/// Anne-Lou Vincente
Dormir sur ses deux oreilles, dit-on. Faut -il voir dans l’improbable contorsion que sous-tend cette l’expression, le signe de notre incapacité à ne pas céder à la tentation ancestrale de l’écoute, synonyme d’attention mais encore, de vigilance, voire de surveillance (2) ? On le sait, le silence n’existe pas (3) et chaque oreille, humaine ou non, est sensible aux signes avant-coureurs que sont les sons. Si l’oreille constitue déjà une technique autant qu’une interface entre intérieur et extérieur, c’est à l’écoute prothétique que s ‘intéresse Lauren Tortil depuis plusieurs années, et partant, aux appareils, dispositifs et autres objets médiateurs qui s’interposent entre corps et le monde, sonnant et trébuchant.
Alors que retentissent en 2013 les révélations détonantes du lanceur d’alerte Edward Snowden sur l’existence de programmes de surveillance de masse américains et britanniques, l’artiste mène une recherche iconographique élargie sur les dispositifs et situations d’écoute qui donne le jour en 2019 à l’ouvrage intitulé Une généalogie des grandes oreilles, passionnante traversée visuelle de l’écoute élaborée à partir d’analogies sémantiques puis formelles puisant dans de multiples domaines (militaire, scientifique, médical, archéologique, etc.). En empruntant ou en reproduisant certains des objets dont elle fait l’inventaire au fil de ses recherches en vue de les (re)présenter de manière détournée via l’édition, la vidéo, l’installation ou la performance (4), Lauren Tortil attise notre regard critique sur leur faculté, au travers de leurs formes et usages ancrés dans un. Contexte historique, politique, social, technologique et culturel, à (dés)orienter notre perception du monde audible.
L’artiste observe attentivement ce que le développement des technologies mobiles et numériques (a) fait aux contours de l’écoute au fil du temps. Tels des espions infiltrés qui discrètement partout nous suivent, casques et écouteurs – de plus en plus sans fil et avec filtres – apparaissent comme le symptôme d’une tendance généralisée à l’isolement phonique, à une écoute individuelle, déconnectée du collectif tout en restant aux prises avec les logiques socio-culturelles normatives de masse. Digne de scenarii de science -fiction, l’incorporation latente de ces technologies intelligentes et leur capacité à traiter les sons existants en temps réel nous laissent entrevoir que nos oreilles, si elles n’ont pas de paupières, ont encore de drôles de rêves devant elles.

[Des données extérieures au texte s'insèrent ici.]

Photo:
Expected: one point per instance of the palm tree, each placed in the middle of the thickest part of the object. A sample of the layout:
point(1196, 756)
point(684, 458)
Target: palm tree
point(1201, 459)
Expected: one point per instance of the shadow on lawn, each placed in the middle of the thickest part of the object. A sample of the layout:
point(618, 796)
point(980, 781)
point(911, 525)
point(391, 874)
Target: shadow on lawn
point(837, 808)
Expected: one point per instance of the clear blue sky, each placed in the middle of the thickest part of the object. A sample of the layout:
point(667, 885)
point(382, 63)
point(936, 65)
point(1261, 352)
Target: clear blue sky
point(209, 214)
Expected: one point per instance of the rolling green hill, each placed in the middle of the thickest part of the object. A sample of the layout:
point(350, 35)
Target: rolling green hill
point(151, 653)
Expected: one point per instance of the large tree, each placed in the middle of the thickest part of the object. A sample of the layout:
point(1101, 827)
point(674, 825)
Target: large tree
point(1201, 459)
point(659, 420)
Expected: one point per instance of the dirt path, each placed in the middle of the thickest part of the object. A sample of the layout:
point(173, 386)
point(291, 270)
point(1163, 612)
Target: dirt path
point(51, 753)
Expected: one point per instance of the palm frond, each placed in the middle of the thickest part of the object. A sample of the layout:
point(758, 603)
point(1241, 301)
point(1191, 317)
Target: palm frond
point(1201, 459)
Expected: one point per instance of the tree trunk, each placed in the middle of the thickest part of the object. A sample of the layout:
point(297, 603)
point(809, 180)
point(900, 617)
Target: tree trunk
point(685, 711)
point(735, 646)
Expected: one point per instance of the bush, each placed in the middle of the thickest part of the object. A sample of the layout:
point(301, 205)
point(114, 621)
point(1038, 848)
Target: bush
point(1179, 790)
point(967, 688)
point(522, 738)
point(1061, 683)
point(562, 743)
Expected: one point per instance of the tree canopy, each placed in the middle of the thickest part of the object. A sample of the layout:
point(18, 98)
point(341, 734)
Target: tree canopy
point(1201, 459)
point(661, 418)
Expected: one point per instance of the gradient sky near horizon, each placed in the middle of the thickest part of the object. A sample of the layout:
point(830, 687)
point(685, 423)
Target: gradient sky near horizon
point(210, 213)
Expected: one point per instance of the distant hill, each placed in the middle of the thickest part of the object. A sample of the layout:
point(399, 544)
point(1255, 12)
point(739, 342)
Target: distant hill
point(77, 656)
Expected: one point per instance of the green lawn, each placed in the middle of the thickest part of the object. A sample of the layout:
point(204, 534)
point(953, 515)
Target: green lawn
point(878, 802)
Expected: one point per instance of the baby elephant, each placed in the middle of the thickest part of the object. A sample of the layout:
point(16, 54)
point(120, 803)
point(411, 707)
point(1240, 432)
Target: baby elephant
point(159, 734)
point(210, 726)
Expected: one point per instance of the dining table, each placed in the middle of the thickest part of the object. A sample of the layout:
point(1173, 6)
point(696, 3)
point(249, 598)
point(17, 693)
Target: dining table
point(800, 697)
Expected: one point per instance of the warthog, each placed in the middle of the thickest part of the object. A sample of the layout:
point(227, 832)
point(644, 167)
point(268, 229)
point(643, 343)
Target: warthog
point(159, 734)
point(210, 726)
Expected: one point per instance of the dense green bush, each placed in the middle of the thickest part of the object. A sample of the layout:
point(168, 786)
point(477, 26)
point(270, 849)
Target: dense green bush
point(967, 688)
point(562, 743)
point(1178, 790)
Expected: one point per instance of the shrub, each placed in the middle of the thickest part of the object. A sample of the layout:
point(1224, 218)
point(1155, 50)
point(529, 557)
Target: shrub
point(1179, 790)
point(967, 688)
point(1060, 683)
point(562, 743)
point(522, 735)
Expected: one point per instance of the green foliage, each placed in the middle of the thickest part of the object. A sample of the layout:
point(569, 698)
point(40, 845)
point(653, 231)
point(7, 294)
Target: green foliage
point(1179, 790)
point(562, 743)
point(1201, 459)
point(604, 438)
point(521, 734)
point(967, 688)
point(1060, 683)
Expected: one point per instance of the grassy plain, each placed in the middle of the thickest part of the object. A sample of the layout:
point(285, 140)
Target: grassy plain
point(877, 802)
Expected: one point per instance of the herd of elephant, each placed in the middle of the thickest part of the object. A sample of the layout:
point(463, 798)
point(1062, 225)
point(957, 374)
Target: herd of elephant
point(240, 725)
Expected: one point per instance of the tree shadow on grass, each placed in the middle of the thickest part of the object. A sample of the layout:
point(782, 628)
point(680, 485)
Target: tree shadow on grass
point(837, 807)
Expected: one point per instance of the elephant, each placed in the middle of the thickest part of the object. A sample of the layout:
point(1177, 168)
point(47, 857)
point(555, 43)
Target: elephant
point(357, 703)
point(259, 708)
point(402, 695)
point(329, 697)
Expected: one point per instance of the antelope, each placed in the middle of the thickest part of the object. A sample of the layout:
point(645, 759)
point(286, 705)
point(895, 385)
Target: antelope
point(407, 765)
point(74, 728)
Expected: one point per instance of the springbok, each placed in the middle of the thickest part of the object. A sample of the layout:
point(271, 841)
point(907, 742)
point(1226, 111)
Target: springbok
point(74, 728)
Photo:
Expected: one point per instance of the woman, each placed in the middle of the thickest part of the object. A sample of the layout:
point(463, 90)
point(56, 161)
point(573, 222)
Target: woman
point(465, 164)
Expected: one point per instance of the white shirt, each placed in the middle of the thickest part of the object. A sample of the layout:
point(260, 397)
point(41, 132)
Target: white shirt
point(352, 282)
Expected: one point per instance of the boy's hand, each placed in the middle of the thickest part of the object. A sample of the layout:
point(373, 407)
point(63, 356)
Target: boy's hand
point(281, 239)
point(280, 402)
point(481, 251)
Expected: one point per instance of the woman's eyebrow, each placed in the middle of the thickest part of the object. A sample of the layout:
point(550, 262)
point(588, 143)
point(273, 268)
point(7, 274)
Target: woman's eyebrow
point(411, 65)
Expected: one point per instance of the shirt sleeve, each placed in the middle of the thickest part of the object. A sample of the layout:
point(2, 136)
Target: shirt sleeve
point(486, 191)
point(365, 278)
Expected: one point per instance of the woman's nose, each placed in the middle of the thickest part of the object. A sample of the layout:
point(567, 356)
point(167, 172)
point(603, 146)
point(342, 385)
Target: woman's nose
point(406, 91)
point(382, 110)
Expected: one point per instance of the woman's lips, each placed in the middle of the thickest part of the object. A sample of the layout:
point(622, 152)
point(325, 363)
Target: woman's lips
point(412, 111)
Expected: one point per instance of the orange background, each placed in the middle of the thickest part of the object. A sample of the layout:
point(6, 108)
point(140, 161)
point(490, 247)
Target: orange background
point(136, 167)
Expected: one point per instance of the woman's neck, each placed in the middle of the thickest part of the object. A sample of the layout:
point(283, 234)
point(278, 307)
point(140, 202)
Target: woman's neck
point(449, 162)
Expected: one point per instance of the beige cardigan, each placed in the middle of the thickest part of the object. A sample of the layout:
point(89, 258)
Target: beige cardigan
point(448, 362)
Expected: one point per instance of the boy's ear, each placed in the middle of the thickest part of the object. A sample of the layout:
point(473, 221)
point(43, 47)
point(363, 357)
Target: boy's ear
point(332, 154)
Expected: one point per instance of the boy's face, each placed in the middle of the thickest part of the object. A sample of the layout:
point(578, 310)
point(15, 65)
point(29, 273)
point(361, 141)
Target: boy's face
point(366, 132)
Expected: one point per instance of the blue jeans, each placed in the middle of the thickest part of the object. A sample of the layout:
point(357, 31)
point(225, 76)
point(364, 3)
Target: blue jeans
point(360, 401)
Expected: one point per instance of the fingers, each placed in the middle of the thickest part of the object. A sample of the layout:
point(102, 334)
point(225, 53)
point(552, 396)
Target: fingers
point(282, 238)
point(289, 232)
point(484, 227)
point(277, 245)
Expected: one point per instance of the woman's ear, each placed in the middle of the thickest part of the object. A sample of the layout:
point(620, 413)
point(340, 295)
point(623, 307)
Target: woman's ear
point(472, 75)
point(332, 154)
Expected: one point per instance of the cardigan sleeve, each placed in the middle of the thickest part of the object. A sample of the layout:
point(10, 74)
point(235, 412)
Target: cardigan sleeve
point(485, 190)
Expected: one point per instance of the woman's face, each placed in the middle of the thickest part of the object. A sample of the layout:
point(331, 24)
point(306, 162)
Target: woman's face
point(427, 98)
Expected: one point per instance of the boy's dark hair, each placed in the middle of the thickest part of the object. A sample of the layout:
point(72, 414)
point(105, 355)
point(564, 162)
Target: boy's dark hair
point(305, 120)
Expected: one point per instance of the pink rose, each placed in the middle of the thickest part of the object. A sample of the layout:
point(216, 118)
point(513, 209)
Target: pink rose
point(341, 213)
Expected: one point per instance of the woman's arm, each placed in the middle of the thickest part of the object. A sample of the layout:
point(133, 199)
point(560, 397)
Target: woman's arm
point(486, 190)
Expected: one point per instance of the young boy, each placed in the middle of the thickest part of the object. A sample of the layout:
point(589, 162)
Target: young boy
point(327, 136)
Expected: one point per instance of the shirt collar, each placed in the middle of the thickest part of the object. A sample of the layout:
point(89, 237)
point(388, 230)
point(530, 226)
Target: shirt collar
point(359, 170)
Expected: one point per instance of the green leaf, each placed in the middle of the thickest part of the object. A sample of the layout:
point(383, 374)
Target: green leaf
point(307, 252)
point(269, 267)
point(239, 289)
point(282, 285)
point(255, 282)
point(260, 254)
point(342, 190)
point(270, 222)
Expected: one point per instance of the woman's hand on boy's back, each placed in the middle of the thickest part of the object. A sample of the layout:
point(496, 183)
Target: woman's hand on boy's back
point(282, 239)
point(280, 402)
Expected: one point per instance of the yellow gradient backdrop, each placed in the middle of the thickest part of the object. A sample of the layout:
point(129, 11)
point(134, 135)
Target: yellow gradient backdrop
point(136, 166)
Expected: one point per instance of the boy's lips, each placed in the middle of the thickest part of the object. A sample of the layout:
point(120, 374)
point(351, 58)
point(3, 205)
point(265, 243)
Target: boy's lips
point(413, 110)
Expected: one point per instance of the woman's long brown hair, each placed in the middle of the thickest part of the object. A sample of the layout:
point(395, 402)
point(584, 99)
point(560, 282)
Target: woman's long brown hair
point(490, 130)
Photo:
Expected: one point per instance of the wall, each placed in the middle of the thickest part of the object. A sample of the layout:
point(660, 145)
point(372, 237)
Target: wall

- (1) Cochlée : partie de l’oreille interne enroulée en spirale contenant les terminaisons de nerf auditif. Cypraea : coquillage autrement appelé porcelaine.
- (2) « N’y a-t-il une part ou une pulsion de renseignement dans l’écoute ? L’ouïe ne participe -t-elle pas toujours d’un travail d’intelligence, comme on dit en anglais ? ». Voir Peter Szendy, Sur écoute. Esthétique de l’espionnage, Paris, Minuit, 2007, p.23
- (3) Après avoir fait l’expérience d’écoute des sons internes de son propre corps dans une chambre anéchoïque, John Cage conçoit en 1952 sa pièce 4’33’’. Le silence observé par le musicien (tacet) laisse la, place aux sons divers émis par l’assistance venue l’écouter (ne pas) jouer.
- (4) Citons les casque acoustiques, inspirés d’un dispositif militaire des années 1930 précédant le radar, utilisés lors d’une marche collective afin de modifier la perception du paysage sonore urbain (Remaining Observant) ou l’acousmonium, ici silencieux, réalisé sur le modèle d’enceintes repérées dans des pages de publicité d’une revue audiophile américaine ayant la particularité d’avoir toutes été commercialisées en 1979, année du lancement du Walkman, appareil emblématique de la mobilité de l’auditeur et de fait, d’une modalité d’écoute nouvelle dans l’espace public.
Anne-Lou Vicente est critique d’art, éditrice et commissaire d’exposition indépendante. Elle a notamment co-fondé la revue d’art contemporain sur le son VOLUME (2010-2014) et co-dirige la plateforme éditoriale et curatoriale What You See Is What You Hear.